The Triumph of Marat (French: Le Triomphe de Marat) is an oil-on-canvas history painting by the French artist Louis-Léopold Boilly, completed in 1794. It is in the collection of the Palais des Beaux-Arts de Lille, having been acquired in 1865.

==History and description==
It depicts the moment on 24 April 1793 when Jean-Paul Marat, a leader of the French Revolution, was acquitted by a Revolutionary Tribunal. He had been accused by the National Convention of insurrection against the Girondins. Boilly shows Marat being carried by a cheering crowd of supporters, both men and women, through the Salle des Pas Perdus of the Palais de la Cité. In July of the same year, Marat was assassinated by Charlotte Corday the sympathiser of Girondin, leading to the Reign of Terror.
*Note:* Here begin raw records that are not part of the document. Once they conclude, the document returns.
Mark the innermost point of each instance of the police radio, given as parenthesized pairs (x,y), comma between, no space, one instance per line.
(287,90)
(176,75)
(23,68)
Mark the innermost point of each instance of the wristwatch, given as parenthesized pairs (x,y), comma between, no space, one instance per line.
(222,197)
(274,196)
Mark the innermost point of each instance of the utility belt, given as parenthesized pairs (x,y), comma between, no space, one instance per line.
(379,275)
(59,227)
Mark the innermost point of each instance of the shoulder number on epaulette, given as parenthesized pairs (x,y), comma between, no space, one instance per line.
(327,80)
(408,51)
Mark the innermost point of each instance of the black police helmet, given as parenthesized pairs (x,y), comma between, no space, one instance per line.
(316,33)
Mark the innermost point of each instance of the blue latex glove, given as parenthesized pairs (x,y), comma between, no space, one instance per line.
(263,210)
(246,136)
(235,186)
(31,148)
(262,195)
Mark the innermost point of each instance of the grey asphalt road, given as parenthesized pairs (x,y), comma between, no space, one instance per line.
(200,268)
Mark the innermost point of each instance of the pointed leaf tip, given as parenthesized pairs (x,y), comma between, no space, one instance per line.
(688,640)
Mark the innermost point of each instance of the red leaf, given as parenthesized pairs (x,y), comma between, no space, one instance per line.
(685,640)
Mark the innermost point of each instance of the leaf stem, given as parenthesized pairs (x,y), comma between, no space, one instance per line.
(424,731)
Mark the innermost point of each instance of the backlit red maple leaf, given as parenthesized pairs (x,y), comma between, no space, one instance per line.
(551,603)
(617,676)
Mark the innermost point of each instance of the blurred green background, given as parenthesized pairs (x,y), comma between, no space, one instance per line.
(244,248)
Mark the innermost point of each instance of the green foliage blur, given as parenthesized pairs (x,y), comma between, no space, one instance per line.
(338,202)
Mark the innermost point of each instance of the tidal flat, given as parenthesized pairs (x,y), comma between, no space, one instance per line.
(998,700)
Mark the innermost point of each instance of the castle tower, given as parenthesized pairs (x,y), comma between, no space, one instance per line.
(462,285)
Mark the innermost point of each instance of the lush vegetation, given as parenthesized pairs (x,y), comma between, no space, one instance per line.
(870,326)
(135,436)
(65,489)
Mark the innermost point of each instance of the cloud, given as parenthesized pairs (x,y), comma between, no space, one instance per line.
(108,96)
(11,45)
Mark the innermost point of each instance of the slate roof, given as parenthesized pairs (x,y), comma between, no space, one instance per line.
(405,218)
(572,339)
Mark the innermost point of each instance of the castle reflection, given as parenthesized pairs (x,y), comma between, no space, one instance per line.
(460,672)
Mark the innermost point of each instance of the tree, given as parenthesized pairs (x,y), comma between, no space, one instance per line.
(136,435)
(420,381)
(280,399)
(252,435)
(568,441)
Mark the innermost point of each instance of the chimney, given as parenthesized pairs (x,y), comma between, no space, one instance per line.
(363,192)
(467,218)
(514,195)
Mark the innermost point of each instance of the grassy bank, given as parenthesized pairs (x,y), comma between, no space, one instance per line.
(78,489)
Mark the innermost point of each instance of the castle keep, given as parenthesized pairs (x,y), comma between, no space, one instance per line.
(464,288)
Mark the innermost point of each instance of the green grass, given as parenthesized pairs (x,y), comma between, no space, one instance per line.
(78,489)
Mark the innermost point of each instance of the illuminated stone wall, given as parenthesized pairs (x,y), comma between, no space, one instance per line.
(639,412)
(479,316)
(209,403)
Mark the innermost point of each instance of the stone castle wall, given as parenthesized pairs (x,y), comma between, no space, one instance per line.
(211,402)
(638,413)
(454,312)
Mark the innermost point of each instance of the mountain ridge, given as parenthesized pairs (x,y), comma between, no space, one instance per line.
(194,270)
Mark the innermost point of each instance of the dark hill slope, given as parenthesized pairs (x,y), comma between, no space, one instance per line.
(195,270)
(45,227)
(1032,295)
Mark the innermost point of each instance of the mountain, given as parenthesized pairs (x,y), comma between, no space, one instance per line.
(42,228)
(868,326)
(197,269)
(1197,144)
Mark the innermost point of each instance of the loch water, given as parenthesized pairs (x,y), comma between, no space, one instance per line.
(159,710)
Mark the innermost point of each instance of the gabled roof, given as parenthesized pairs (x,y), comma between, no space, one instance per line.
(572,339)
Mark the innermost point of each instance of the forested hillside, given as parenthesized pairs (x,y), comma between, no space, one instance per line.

Having moved to Paris a few years before the revolution, Boilly was able to exhibit paintings at the Paris Salon at the Louvre for the first time at the Salon of 1791. He exhibited further works at the Salon of 1793 but in 1794 at the height of the Terror he was denounced for producing obscene, anti-republican art. He responded by producing a patriotic work celebrating a revolutionary hero. It also marked a shift in his work towards crowd scenes, for which he would later become well known.

==Bibliography==
- Duby, Georges & Perrot, Michelle. A History of Women in the West: Renaissance and Enlightenment Paradoxes. Harvard University Press, 1992.
- Whitlum-Cooper, Francesca. Boilly: Scenes of Parisian Life. National Gallery Company, 2019.